Brown, 55, knows he walks a fine line as a high-profile employee of a taxpayer-funded university. His detractors say he crossed it last month when he attended an Omaha City Council hearing and testified against an anti-discrimination ordinance that extended protections to gay and transgender people.
In Brown’s three-minute appearance, he challenged ordinance sponsor Ben Gray and other members to remember that the Bible does not condone homosexuality. He told council members they would be held to "great accountability for the decision you are making."
"The question I have for you all is, like Pontius Pilate, what are you going to do with Jesus?" Brown asked. "Ultimately, if you don’t have a relationship with him, and you don’t really have a Bible-believing mentality, really, anything goes. ... At the end of the day it matters what God thinks most."

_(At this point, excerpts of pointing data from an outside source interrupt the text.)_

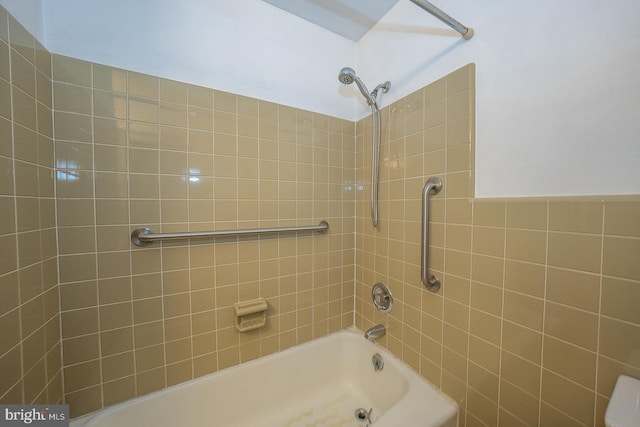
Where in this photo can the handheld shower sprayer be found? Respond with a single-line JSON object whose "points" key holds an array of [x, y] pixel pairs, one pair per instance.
{"points": [[347, 76]]}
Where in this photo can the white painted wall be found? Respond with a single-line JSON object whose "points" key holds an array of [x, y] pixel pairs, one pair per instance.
{"points": [[29, 14], [246, 47], [558, 87]]}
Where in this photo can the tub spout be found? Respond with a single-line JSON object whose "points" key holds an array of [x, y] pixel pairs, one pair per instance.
{"points": [[376, 332]]}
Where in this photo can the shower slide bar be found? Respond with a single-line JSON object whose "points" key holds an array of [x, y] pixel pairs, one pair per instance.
{"points": [[145, 236], [432, 186], [465, 32]]}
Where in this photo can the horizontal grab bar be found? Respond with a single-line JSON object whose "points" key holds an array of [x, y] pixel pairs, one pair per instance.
{"points": [[432, 186], [145, 236]]}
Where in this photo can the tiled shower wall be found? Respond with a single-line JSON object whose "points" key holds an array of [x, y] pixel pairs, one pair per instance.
{"points": [[538, 310], [30, 363], [138, 151]]}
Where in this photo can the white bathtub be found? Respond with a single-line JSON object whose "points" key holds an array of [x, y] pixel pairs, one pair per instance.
{"points": [[320, 383]]}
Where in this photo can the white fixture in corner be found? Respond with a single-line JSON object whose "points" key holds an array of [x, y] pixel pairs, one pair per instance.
{"points": [[624, 407]]}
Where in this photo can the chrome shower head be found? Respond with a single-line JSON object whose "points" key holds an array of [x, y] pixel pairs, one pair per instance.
{"points": [[347, 75]]}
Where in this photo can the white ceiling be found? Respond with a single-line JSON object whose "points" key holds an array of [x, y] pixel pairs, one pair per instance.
{"points": [[348, 18]]}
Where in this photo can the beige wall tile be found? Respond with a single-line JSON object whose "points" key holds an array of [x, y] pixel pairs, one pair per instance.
{"points": [[575, 251], [569, 324], [574, 288], [572, 399], [570, 361], [576, 216], [619, 255], [619, 340], [526, 245], [530, 214]]}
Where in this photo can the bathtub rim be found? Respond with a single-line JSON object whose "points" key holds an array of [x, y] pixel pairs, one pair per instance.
{"points": [[400, 409]]}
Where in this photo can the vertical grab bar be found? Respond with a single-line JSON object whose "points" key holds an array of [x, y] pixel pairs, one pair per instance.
{"points": [[432, 186]]}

Barbara Baier, a member of the Lincoln Board of Education, wrote to university administrators to request Brown’s firing in the wake of his testimony. She noted the university-wide policy not to discriminate based on, among other things, sexual orientation.
Brown - in a decision he said he now regrets - gave Memorial Stadium in Lincoln as his address of record. Baier said some people could have inferred he was representing the university, not just himself, when he appeared before the council. She said Brown’s continued employment creates an atmosphere hostile to gay student-athletes.
"He says terrible things about members of my community - citizens of this country, people who have not committed any crimes," Baier said. "He compares gays and lesbians to people who have committed crimes, people who are desiring to go and cause the destruction of the American family, and nothing could be further from the truth."
Chancellor Harvey Perlman admonished Brown for giving the stadium address but said Brown’s personal views do not reflect those of the university.
It was not the first time Brown has spoken out against homosexuality and not the first time people have called for his dismissal for doing so.
"To be fired for my faith would be a greater honor than to be fired because we didn’t win enough games," Brown said in an interview with the Associated Press. "I haven’t lost any sleep over it. I realize at some point, we live in a politically correct enough culture where that very well could happen."
It was six months ago that Brown earned national acclaim for leading a prayer for healing at midfield before the Cornhuskers’ game at scandal-torn Penn State.
"Hero to goat," Brown said.
Brown is adamant he won’t change his Bible-inspired message or quit delivering it. As a Christian, he said, he’s called to evangelize.
At a time when Tim Tebow’s faith has been the subject of admiration and ridicule, there are those who like the fearlessness Brown shows going against the grain of what they say is a culture out to marginalize religion and unwilling to define right and wrong.
A Lincoln city councilman has said he plans to propose a similar anti-discrimination ordinance next week and that a public hearing could be held May 7. Brown said he is praying about speaking in opposition if his schedule allows.
In a state where the Cornhuskers are assigned celebrity status, separating Brown from the program would be a stretch.
Brown acknowledges that he uses his position as a platform for his ministry. He sprinkles in football metaphors during his many speaking engagements and sometimes references the players he has coached.